Recent months have seen a rollercoaster of treatment guidelines for COVID-19 based on published papers and press releases. Indeed, randomized clinical trials and observational studies often gave contradicting results, resulting in sudden changes in the prescribing habits of clinicians and regulatory agencies. A major problem is that the results of important randomized trials have not yet been published, so results are difficult to interpret. Indeed, each one of us has experienced the difficulty of selecting patients to enroll onto randomized trials vs. placebo or standard of care during epidemic waves, and some differences among studies could be due to the characteristics of the selected patients or to the different time points within an epidemic wave.

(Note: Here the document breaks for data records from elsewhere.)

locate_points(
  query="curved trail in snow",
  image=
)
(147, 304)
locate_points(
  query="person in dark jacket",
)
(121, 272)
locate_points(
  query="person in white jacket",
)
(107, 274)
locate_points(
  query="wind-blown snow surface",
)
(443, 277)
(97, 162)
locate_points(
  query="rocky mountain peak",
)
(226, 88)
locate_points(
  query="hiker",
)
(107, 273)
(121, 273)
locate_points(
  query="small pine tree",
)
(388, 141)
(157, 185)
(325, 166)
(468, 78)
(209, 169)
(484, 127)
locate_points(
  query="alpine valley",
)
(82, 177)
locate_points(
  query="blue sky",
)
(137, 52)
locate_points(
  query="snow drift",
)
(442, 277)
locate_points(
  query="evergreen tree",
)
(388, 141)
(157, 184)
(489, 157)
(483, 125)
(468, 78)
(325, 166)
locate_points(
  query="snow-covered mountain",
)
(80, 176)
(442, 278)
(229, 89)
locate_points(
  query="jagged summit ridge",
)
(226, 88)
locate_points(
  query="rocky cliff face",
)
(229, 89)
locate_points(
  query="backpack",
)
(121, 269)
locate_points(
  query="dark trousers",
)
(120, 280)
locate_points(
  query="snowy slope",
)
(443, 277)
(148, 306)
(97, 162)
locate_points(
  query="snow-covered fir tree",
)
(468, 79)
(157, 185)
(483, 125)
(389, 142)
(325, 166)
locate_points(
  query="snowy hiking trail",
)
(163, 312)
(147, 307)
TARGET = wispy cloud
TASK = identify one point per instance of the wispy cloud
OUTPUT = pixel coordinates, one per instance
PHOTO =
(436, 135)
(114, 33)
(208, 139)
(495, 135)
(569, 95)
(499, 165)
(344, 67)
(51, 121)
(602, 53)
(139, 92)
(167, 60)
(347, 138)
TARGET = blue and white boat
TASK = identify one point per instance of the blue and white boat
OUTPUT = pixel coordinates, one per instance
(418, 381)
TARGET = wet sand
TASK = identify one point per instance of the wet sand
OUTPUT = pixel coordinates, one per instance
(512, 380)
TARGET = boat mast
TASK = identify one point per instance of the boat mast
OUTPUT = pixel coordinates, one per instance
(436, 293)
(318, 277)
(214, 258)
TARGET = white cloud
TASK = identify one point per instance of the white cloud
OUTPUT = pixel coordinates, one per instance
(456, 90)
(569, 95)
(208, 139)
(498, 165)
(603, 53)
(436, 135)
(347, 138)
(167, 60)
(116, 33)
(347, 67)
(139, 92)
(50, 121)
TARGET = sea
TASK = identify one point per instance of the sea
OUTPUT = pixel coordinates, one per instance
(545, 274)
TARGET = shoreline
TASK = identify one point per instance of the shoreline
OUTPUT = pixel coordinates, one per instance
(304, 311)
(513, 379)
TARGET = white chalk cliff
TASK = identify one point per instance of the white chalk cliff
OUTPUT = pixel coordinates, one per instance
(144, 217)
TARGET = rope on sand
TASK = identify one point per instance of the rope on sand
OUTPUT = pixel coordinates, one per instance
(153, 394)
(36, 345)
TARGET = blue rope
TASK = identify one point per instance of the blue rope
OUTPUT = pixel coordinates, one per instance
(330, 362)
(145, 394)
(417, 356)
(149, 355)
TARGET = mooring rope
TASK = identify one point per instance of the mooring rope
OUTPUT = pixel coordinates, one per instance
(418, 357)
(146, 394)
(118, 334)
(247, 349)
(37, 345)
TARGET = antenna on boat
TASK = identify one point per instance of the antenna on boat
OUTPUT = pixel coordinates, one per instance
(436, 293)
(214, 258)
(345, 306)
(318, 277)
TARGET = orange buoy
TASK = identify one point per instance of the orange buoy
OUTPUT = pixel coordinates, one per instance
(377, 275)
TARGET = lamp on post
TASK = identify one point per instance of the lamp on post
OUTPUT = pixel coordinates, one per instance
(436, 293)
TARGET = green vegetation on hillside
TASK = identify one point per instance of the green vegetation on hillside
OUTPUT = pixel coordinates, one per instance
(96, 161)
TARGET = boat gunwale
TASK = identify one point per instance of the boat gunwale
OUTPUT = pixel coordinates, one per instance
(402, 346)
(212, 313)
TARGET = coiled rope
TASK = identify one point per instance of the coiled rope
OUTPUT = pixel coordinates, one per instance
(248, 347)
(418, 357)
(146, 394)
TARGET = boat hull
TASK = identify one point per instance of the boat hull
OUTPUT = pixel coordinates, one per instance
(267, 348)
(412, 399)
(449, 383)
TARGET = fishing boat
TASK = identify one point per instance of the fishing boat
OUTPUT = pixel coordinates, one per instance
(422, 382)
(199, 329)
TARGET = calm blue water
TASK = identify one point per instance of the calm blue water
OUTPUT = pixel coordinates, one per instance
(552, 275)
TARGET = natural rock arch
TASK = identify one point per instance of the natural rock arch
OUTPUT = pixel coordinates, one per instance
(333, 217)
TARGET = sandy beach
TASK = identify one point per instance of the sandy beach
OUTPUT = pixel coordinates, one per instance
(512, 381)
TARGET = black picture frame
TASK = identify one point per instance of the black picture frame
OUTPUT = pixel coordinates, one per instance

Because severe COVID-19 has resulted in a mortality of around 20% among hospitalized patients in European countries, it is important to understand which drugs could actually decrease this level of mortality. At present no drug has reached this goal in randomized clinical trials because remdesivir, tocilizumab and sarilumab did not meet the mortality endpoint despite large sample sizes, and the effect on mortality of dexamethasone varied widely according to the level of respiratory support at randomization. For example, patients allocated to dexamethasone receiving oxygen without invasive mechanical ventilation had a mortality rate of 21.5% compared to 25% in the control arm. What it is really needed is information about the exact timing and dose of drug delivery as well as knowledge of the characteristics of the population that could most benefit from each therapeutic intervention. Subanalyses of large randomized trials could help fill some of these gaps.

Conclusions

On the bases of the evidence, press releases from pharmaceutical companies concerning randomized clinical trials and our everyday clinical experiences (which may differ from trial results), it is difficult to decide what the standard of care should be for patients with COVID-19 severe pneumonia, particularly because of differing inclusion criteria and differing time points within the pandemic. In general we do not suggest the use of protease inhibitors and HCQ in patients with COVID-19 pneumonia. Moreover, the available evidence does not support the systematic prescription of broad-spectrum empirical antimicrobials, which emphasizes the need to develop antimicrobial policies and appropriate stewardship interventions specifically designed for the COVID-19 pandemic.

Concerning the other treatments, because there are conflicting results from clinical trials (such as with tocilizumab and remdesivir), we think that a therapeutic strategy based on a specific sequencing and/or combination of different treatments should be prioritized in future clinical trials. The SIMIT recommendations are a stepwise approach that permits distinguishing standard of care on the basis of respiratory impairment. We suggest that LMWH be provided at a prophylactic dosage in all hospitalized patients with COVID-19. In case of oxygen supplementation, glucocorticoids (preferably dexamethasone) should be started. The use of remdesivir for 5 days and the addition of CP (the latter particularly in patients with mild to moderate illness and PaO2/FiO2 ratio of 200–350) should be considered with caution and according to the recommendations of regulatory agencies because data suggesting benefit from these strategies are limited, and conclusive RCTs are ongoing. In the absence of clinical and respiratory response (stabilization or increase in PaO2/FiO2 on day 2 or continuous deterioration) tocilizumab or other immunomodulatory agents such as baricitinib could be taken into consideration. A description of the suggested therapeutic approach is presented in Fig. 1. Finally, as a result of the incomplete evidence in treatment approach of COVID-19, we suggest that all these drugs be considered for use in clinical trials.

Transparency declaration

The authors declare that they have no conflicts of interest.